If you could do it, what would it be?
“I can’t answer that. I think that’s my biggest problem because I have several loves.”
These include Barolo, Mendoza and Sonoma’s Russian River Valley.
“I think, sadly for me, one of my biggest downfalls as a winemaker is my breadth of experience. Some of the great wines out there are made by guys who have only ever made that style of wine.”
In any case, he’s still enjoying the Kayla project in Turkey, where he goes for two weeks each month and longer during harvest time.
“This would have been easy to give up a long time ago, with the amount of flying,” he says. “But I can’t stop, it’s insanely fun.”
He adds: “I’m not even close to finishing the project.”


Ozge Kaymaz
10. He’s quick to praise others.
Especially the “single most incredible wife on the planet” for her patience and the team he has built up in Turkey through Kayra’s own training academy.

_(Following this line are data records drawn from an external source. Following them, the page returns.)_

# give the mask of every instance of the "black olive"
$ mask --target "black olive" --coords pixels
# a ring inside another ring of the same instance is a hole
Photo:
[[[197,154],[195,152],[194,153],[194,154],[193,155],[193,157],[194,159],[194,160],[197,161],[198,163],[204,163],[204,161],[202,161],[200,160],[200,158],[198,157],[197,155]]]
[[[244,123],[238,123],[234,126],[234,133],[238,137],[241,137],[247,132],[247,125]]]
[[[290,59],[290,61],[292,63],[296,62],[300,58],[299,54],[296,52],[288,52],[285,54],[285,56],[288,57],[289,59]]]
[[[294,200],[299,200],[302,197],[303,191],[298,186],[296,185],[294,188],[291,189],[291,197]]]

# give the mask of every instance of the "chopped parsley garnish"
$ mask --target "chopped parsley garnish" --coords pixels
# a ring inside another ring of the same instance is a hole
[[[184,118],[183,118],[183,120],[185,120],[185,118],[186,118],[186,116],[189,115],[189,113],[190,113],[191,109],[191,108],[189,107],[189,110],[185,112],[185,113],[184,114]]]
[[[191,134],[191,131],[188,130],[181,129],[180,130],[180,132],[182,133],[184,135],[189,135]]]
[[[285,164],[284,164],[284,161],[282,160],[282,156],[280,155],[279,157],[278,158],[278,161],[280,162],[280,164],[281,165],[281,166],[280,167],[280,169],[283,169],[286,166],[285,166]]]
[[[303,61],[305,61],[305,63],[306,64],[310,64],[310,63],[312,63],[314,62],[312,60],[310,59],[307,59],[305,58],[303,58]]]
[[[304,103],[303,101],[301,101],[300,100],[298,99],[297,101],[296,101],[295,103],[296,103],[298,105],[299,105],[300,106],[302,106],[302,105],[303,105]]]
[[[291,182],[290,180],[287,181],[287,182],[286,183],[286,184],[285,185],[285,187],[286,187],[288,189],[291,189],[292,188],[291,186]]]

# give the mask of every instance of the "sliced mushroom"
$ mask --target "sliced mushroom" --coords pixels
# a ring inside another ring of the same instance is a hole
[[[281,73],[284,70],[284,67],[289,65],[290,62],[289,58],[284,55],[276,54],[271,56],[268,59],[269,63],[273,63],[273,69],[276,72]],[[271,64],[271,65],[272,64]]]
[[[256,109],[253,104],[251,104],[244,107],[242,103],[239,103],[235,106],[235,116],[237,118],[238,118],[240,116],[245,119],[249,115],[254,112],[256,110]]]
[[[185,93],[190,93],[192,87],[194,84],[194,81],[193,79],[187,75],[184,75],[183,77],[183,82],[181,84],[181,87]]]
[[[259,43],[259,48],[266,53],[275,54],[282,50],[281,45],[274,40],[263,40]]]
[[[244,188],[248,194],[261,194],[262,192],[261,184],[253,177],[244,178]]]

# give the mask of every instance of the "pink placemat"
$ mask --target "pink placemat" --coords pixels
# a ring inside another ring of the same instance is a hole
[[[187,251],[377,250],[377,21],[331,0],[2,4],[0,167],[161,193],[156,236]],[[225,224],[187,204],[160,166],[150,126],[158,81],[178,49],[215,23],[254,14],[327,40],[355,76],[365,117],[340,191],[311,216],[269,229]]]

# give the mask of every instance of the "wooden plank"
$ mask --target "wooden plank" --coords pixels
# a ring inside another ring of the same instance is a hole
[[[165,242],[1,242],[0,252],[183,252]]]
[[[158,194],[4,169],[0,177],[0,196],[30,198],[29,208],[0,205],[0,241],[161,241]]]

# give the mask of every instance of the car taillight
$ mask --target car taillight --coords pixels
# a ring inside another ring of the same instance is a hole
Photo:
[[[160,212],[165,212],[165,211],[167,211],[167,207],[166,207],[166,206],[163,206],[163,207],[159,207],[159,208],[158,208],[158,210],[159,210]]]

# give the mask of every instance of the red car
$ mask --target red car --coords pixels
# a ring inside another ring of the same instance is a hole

They have become like “brothers and sisters”. He also freely praises “the incredible little” winemaker Özge Kaymaz (above), who was originally a food engineer and worked in Kayra’s lab, and the winemaker at Kayra's eastern winery, where the Öküzgözü is made, Emre Adem. “There are not two finer palates in Turkey,” Daniel declares.

Two bonus reasons

11. He’s modest.
As we were focusing on the wines from Turkey, he only referred to his consultancy work for Sting’s Italian wine estate as a “10ha project in Tuscany”.

12. He leaves the singing to Sting.
Although Daniel O’Donnell shares his name with a popular Irish singer and has Irish heritage, he doesn’t break out in song. “Be thankful,” he says as we part.